ことばの魔法ーその1

 スティックがガリガリに細く削れて、ささくれだっている。いつ折れて先っぽが飛んで行くのかと不安になるくらい。もう替えるべきタイミングだと思いながらも、あいかわらず今日も使っている。

 〇〇の手習いよりは少しばかり前だが、ドラムを習い始めてかれこれ2年が経つ。ボチボチ時間を見つけてレッスンするのだが、おさらいなどめったにしないものだから、たぶんドラムに入れ込んだ高校生と比べると、習熟のスピードも深さもせいぜい120くらいものだろう。いや桁が違うか。笑 いや、それは練習時間がどうこうより、生まれもったセンスのなさが原因かも知れないし、加齢による反射神経の衰弱かもしれぬ。認めたくはないが‥‥。(自分の数学の授業になると「復習しておけ」というくせに、ずいぶんいい加減なものだ。
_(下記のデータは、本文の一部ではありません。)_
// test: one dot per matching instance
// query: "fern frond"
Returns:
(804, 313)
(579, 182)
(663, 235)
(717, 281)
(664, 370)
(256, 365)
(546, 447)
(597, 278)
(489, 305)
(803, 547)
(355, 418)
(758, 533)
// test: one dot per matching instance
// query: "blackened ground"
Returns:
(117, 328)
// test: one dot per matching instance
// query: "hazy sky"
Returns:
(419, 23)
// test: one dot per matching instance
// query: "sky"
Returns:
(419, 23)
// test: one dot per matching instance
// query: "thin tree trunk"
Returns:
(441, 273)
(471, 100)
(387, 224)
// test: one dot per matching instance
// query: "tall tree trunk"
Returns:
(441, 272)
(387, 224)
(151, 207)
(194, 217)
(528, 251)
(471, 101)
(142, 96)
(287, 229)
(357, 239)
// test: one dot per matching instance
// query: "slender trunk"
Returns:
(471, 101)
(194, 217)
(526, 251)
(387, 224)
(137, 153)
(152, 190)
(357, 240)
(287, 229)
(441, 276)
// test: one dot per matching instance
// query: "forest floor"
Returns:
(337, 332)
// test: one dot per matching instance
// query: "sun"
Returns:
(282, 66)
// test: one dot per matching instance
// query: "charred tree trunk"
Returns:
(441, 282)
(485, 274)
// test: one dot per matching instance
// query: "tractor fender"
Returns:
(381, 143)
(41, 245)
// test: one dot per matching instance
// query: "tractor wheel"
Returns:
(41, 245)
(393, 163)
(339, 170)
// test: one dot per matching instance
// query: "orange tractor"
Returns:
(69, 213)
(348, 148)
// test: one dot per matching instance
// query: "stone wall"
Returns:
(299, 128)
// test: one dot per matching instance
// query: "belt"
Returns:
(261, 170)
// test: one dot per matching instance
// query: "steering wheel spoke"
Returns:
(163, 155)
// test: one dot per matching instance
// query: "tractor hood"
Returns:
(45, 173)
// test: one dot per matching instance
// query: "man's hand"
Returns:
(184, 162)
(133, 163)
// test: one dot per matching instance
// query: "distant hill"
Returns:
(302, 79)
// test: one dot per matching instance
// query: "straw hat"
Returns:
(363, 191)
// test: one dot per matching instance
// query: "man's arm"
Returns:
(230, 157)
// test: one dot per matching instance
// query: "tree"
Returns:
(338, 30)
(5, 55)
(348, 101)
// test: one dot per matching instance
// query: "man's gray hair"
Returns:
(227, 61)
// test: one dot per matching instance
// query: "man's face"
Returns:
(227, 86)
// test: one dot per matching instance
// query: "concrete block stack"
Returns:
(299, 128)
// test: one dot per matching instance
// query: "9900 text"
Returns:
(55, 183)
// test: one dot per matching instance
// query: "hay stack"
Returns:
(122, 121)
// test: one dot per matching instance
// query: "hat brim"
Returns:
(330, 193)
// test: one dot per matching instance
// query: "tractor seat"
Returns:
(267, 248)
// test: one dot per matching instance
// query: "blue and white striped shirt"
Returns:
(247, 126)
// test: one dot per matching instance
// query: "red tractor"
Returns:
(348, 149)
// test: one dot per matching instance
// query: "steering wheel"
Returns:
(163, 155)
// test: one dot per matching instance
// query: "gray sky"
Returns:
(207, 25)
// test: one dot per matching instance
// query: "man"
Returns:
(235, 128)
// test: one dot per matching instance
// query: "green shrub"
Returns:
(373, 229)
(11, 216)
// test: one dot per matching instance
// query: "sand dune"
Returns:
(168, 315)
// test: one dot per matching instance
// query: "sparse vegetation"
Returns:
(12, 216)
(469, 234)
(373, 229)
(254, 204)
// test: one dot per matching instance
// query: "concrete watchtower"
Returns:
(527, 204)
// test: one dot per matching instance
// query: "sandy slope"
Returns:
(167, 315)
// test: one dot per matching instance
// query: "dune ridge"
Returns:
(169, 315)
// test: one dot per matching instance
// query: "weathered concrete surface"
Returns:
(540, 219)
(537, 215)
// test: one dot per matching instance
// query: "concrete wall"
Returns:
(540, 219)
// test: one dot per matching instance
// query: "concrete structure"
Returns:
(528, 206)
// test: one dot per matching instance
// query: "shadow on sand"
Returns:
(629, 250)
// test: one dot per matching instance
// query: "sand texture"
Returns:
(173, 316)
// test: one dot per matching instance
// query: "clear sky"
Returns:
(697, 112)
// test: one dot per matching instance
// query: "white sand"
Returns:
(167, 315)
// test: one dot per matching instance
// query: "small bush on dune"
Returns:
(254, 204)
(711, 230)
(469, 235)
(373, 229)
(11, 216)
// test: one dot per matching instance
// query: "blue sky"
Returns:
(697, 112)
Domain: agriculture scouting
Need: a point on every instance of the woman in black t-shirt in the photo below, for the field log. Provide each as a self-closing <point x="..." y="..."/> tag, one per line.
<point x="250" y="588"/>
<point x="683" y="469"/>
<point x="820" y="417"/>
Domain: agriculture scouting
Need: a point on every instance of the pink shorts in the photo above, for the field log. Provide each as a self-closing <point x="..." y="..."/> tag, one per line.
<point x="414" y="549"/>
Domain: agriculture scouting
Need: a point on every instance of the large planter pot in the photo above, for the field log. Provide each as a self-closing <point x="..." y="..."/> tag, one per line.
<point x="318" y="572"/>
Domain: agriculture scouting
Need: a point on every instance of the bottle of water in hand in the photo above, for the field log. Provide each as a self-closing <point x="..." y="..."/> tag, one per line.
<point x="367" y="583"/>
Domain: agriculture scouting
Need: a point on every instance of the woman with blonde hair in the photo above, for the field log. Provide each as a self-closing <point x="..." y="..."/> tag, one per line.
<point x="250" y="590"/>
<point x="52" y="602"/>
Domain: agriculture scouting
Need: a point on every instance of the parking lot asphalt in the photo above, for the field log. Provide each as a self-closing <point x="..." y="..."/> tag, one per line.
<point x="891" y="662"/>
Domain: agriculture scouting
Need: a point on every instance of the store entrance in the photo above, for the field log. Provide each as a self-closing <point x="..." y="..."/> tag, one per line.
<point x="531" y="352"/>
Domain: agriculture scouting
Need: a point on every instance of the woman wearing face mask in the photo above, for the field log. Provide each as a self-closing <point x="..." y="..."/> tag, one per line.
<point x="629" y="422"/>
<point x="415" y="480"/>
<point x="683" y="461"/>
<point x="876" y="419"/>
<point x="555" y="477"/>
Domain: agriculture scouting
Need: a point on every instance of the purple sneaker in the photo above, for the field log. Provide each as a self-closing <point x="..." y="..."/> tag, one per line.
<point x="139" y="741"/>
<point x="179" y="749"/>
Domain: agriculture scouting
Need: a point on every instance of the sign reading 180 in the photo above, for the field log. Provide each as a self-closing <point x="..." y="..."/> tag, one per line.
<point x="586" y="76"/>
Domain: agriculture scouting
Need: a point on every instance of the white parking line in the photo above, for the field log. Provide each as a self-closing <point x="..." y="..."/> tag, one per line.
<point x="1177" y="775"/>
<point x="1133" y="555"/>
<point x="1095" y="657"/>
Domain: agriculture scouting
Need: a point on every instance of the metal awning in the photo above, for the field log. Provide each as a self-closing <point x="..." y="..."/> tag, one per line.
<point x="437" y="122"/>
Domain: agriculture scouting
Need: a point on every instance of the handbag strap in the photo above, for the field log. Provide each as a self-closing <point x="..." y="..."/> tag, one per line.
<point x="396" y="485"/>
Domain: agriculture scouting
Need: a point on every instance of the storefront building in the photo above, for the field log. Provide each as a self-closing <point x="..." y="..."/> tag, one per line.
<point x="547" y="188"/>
 いずれにせよ、ふだん教える仕事をしていると、反対に《教わる》ことは新鮮だ。些細なことでほめられると(勝手にそう思っているだけかも知れないが 笑)天にも昇る心地になる。やっぱりほめなければね。

 ある日、ドラムの先生がぼくのそのスティックを見て、「ずいぶん育ちましたね」と言った。(たぶん)ニコニコ、目を細めながら‥‥。ぼくは,そのうち「もう替え時ですね」とか「折れたらあぶないですね」とか言われるだろうと思っていたが、「育ちましたね」には驚いた。

 ひと言が、目の前のスティックごと空間を豊かにくるみこむ。

 もし先が折れたら、それは、〈立派に育って、独立して、旅立った〉ってことかなぁ 笑

その痩せっぽっちのスティックに語りかける。「よく育ったなぁ,だってよ」

ことばの魔法‥‥あったか〜い気分が続く。